One Eyed Girl

20 March 2015 | 5:49 pm | Sean Capel

"t’s an average effort that had the potential and talent to achieve so much more."

Cult films are difficult to make, meaning films that feature cults. It can however be done hauntingly and beautifully as seen in 2011’s Martha Marcy May Marlene.  First-time feature director Nick Matthews tries his hand with One Eyed Girl, the newest gritty Australian drama.

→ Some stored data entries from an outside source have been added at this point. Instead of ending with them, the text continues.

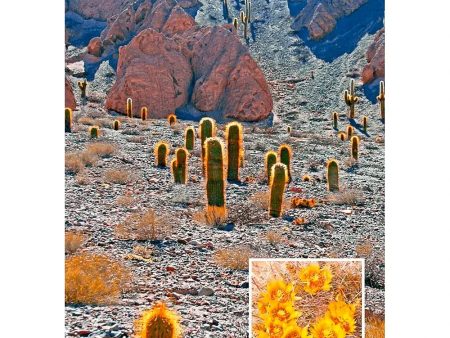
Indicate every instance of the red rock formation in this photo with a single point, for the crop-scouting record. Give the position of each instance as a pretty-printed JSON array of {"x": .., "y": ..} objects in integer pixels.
[
  {"x": 69, "y": 97},
  {"x": 319, "y": 16},
  {"x": 375, "y": 58}
]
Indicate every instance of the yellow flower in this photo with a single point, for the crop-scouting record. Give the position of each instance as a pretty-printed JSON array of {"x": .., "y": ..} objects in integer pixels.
[
  {"x": 325, "y": 328},
  {"x": 315, "y": 278},
  {"x": 342, "y": 314}
]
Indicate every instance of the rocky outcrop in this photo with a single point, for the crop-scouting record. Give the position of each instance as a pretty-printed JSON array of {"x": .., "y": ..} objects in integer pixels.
[
  {"x": 69, "y": 96},
  {"x": 320, "y": 16},
  {"x": 206, "y": 67},
  {"x": 375, "y": 58}
]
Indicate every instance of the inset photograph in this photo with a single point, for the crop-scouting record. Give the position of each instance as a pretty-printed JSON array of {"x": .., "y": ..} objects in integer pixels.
[{"x": 303, "y": 298}]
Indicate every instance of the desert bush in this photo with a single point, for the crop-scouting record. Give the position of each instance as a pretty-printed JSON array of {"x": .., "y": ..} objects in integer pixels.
[
  {"x": 146, "y": 226},
  {"x": 73, "y": 241},
  {"x": 94, "y": 279}
]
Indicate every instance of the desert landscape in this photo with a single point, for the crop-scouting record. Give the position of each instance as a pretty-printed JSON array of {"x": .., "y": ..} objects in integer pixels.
[{"x": 303, "y": 79}]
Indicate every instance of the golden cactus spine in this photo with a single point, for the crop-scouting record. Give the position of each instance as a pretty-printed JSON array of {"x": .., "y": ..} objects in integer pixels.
[
  {"x": 354, "y": 145},
  {"x": 144, "y": 113},
  {"x": 269, "y": 160},
  {"x": 235, "y": 149},
  {"x": 179, "y": 166},
  {"x": 215, "y": 177},
  {"x": 94, "y": 131},
  {"x": 161, "y": 151},
  {"x": 82, "y": 85},
  {"x": 158, "y": 322},
  {"x": 68, "y": 120},
  {"x": 333, "y": 175},
  {"x": 279, "y": 178},
  {"x": 350, "y": 99},
  {"x": 116, "y": 124},
  {"x": 380, "y": 99},
  {"x": 129, "y": 107},
  {"x": 189, "y": 138},
  {"x": 285, "y": 157}
]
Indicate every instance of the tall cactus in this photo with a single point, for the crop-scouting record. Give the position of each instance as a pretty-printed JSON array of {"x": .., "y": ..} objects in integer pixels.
[
  {"x": 68, "y": 120},
  {"x": 215, "y": 177},
  {"x": 270, "y": 159},
  {"x": 235, "y": 149},
  {"x": 350, "y": 99},
  {"x": 158, "y": 322},
  {"x": 285, "y": 156},
  {"x": 333, "y": 175},
  {"x": 354, "y": 145},
  {"x": 380, "y": 99},
  {"x": 179, "y": 166},
  {"x": 144, "y": 113},
  {"x": 189, "y": 138},
  {"x": 129, "y": 107},
  {"x": 161, "y": 152},
  {"x": 279, "y": 178}
]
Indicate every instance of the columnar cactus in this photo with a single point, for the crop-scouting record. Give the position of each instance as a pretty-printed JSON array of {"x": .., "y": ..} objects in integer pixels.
[
  {"x": 284, "y": 156},
  {"x": 82, "y": 85},
  {"x": 335, "y": 120},
  {"x": 350, "y": 99},
  {"x": 215, "y": 177},
  {"x": 144, "y": 113},
  {"x": 161, "y": 152},
  {"x": 172, "y": 119},
  {"x": 380, "y": 99},
  {"x": 354, "y": 142},
  {"x": 270, "y": 159},
  {"x": 94, "y": 131},
  {"x": 333, "y": 175},
  {"x": 116, "y": 124},
  {"x": 189, "y": 138},
  {"x": 158, "y": 322},
  {"x": 235, "y": 149},
  {"x": 129, "y": 107},
  {"x": 179, "y": 166},
  {"x": 68, "y": 120},
  {"x": 279, "y": 178}
]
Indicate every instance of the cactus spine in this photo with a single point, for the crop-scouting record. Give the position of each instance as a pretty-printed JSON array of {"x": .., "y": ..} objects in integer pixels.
[
  {"x": 279, "y": 178},
  {"x": 333, "y": 175},
  {"x": 158, "y": 322},
  {"x": 116, "y": 124},
  {"x": 82, "y": 85},
  {"x": 285, "y": 155},
  {"x": 93, "y": 131},
  {"x": 235, "y": 149},
  {"x": 161, "y": 152},
  {"x": 350, "y": 99},
  {"x": 144, "y": 113},
  {"x": 129, "y": 108},
  {"x": 179, "y": 166},
  {"x": 189, "y": 138},
  {"x": 380, "y": 99},
  {"x": 68, "y": 120},
  {"x": 215, "y": 177},
  {"x": 354, "y": 141}
]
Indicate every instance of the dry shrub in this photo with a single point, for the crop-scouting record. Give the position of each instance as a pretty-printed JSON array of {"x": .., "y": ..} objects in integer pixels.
[
  {"x": 348, "y": 197},
  {"x": 101, "y": 149},
  {"x": 374, "y": 325},
  {"x": 73, "y": 241},
  {"x": 143, "y": 227},
  {"x": 236, "y": 258},
  {"x": 117, "y": 176},
  {"x": 94, "y": 279}
]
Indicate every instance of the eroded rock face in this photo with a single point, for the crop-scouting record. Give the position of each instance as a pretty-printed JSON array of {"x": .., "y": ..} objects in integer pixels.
[
  {"x": 69, "y": 96},
  {"x": 319, "y": 16},
  {"x": 375, "y": 58}
]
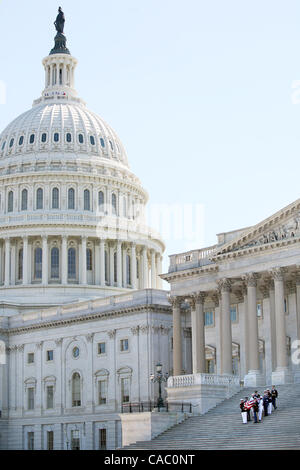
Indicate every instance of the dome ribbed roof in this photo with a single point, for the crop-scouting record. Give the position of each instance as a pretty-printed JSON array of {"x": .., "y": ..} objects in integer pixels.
[{"x": 61, "y": 127}]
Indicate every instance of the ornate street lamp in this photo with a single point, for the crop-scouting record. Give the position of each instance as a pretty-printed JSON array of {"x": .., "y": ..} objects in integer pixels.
[{"x": 159, "y": 378}]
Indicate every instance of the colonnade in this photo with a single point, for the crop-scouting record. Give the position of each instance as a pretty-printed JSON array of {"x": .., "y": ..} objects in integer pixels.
[
  {"x": 246, "y": 287},
  {"x": 50, "y": 259}
]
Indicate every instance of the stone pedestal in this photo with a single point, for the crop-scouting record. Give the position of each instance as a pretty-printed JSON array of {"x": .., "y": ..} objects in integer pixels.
[
  {"x": 282, "y": 375},
  {"x": 254, "y": 378}
]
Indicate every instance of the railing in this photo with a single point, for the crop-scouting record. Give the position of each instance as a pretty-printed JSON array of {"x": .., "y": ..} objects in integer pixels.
[
  {"x": 192, "y": 258},
  {"x": 203, "y": 379},
  {"x": 149, "y": 406}
]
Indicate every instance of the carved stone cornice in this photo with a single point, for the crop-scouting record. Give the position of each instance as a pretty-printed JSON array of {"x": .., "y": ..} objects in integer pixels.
[
  {"x": 250, "y": 279},
  {"x": 277, "y": 274},
  {"x": 224, "y": 284}
]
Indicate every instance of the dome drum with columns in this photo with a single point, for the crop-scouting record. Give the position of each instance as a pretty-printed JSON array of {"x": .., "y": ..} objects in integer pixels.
[{"x": 72, "y": 214}]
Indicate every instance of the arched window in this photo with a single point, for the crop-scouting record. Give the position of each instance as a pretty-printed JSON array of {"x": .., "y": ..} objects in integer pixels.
[
  {"x": 124, "y": 207},
  {"x": 76, "y": 392},
  {"x": 71, "y": 198},
  {"x": 115, "y": 267},
  {"x": 39, "y": 199},
  {"x": 20, "y": 264},
  {"x": 10, "y": 201},
  {"x": 24, "y": 199},
  {"x": 114, "y": 204},
  {"x": 55, "y": 198},
  {"x": 38, "y": 257},
  {"x": 71, "y": 263},
  {"x": 128, "y": 270},
  {"x": 89, "y": 259},
  {"x": 106, "y": 266},
  {"x": 86, "y": 200},
  {"x": 55, "y": 263},
  {"x": 101, "y": 201}
]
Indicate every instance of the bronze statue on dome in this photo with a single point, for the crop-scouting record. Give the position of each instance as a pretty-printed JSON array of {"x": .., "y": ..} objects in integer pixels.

The film finds disturbed psychiatrist Travis (Mark Leonard Winter) haunted by the death an ex-patient. As his life unravels, he encounters a mysterious group of people who are members of a cult run by an enigmatic leader (Steve Le Marquand). After attempting suicide, Travis is taken to the cult’s remote settlement to be healed, but is the cult all that it seems?

One Eyed Girl has many positives. Jody Muston’s cinematography elevates its look above the low budget; the sustained atmosphere throughout and most of the performances are fine, particularly Le Marquand’s leader and Tilda Cobham-Hervey as Grace, a complex cult member.

However, the film falls down in script and pacing. The blurred line between doctor and patient is an interesting idea, but proves unfocused and falls too far into cliché in the rushed, overblown third act. The protagonist Travis also proves a tad alienating, as well as other characters feeling too underdeveloped to be cared for.

It’s an average effort that had the potential and talent to achieve so much more.